Solo con il passare dei giorni e con la presenza delle sue amiche si rende conto che quello che sembra essere un disagio e quasi una maledizione potrebbe anche non esserlo del tutto. Secondo la leggenda il potere del panda rosso era nato come protezione, ma nel tempo per tutta la sua famiglia è diventato qualcosa di problematico. Nell’abbracciare questo lato di sé stessa, Meilin andrà a scontrarsi con sua madre, che ha sempre ricercato in lei la perfezione: ottimi voti, costante aiuto in casa, nessuna distrazione e, possibilmente, frequentare gli amici giusti, e non quelli che nell’immaginario genitoriale sono i classici “teppisti”.

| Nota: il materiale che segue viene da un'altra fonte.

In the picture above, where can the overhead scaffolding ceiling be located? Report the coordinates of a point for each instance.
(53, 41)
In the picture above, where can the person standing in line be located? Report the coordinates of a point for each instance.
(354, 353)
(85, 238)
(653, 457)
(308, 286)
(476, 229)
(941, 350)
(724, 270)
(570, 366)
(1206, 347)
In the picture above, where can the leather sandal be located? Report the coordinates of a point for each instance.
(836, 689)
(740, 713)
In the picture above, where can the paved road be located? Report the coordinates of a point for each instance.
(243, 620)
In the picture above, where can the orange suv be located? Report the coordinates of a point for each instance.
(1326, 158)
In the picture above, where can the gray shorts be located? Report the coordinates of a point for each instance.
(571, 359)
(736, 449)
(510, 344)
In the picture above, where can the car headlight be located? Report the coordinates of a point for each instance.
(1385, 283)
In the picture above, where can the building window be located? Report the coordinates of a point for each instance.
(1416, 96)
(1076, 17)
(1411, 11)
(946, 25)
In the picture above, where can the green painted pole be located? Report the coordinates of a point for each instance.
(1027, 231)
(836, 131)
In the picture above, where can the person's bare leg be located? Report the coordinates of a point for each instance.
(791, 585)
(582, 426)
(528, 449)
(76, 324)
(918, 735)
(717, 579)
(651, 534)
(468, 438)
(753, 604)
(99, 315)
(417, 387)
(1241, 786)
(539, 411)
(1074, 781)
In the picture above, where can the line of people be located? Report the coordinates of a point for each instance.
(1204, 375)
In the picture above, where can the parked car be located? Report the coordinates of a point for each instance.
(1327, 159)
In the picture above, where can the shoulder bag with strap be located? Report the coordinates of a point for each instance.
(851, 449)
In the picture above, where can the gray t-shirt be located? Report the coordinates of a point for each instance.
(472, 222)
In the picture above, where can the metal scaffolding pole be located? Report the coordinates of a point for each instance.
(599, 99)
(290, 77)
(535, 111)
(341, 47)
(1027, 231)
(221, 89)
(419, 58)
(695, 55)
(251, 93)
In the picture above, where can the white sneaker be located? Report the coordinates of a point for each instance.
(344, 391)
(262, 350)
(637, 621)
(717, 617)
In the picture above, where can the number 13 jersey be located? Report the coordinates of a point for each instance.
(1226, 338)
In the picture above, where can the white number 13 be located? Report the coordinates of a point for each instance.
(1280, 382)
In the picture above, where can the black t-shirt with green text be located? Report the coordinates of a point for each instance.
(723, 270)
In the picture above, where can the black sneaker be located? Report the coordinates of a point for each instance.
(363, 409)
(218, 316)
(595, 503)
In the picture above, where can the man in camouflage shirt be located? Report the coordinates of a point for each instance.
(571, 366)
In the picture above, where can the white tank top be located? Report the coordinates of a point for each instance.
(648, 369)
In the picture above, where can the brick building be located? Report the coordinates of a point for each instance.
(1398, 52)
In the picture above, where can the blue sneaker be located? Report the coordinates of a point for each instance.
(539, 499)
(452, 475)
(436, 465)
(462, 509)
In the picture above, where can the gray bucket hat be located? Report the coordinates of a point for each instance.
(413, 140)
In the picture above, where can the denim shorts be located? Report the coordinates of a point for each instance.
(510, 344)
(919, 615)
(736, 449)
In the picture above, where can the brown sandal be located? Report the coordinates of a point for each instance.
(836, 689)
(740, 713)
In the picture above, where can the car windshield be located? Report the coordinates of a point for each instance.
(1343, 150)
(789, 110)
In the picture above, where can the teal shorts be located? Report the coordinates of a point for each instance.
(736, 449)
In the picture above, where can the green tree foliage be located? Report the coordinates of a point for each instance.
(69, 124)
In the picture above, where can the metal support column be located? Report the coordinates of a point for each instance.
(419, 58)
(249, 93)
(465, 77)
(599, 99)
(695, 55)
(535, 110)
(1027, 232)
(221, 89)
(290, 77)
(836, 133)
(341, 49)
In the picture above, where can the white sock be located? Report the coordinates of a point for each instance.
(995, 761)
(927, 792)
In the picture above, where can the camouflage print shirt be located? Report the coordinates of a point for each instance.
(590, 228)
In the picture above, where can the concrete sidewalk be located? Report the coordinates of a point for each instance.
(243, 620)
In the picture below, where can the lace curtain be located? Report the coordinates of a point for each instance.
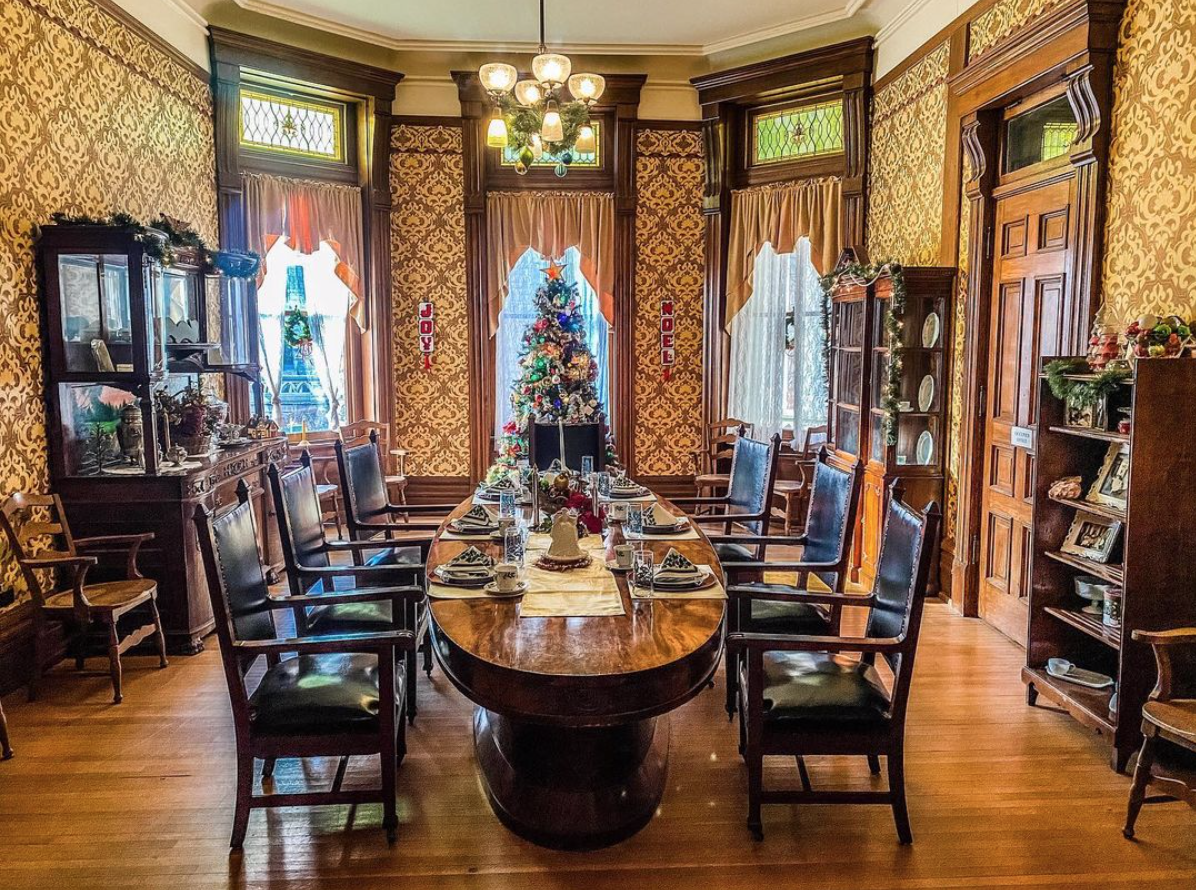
(519, 311)
(777, 373)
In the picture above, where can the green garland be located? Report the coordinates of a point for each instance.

Inutile dire che siamo in un film Disney Pixar, quindi per quante difficoltà la nostra eroina incontri lungo la strada alla fine lo sappiamo che i buoni sentimenti trionferanno e tutti vivranno felici e contenti. Ciò che però emerge nella storia è l’immagine che viene data alla fase adolescenziale. Lo sappiamo molto bene: arrivati a una certa età il nostro corpo cambia, noi sentiamo di essere diversi e vogliamo essere diversi. Generalmente ciò che cominciamo a fare dai 13 anni in poi difficilmente si sposa con l’immagine che la nostra famiglia ha avuto di noi per tutti quegli anni.

Siamo quindi a un bivio: accettare le nostre peculiarità e stranezze o cedere alle regole imposte dalla famiglia? Andare a quella festa dove c’è la persona che ci piace o restare a casa a pulire la cucina? Non abbiamo mai sperimentato certi sentimenti prima, né noi né Meilin, ed ecco che, quando questo succede, cominciamo a sentirci estranei a noi stessi, e, alle volte, mostruosi.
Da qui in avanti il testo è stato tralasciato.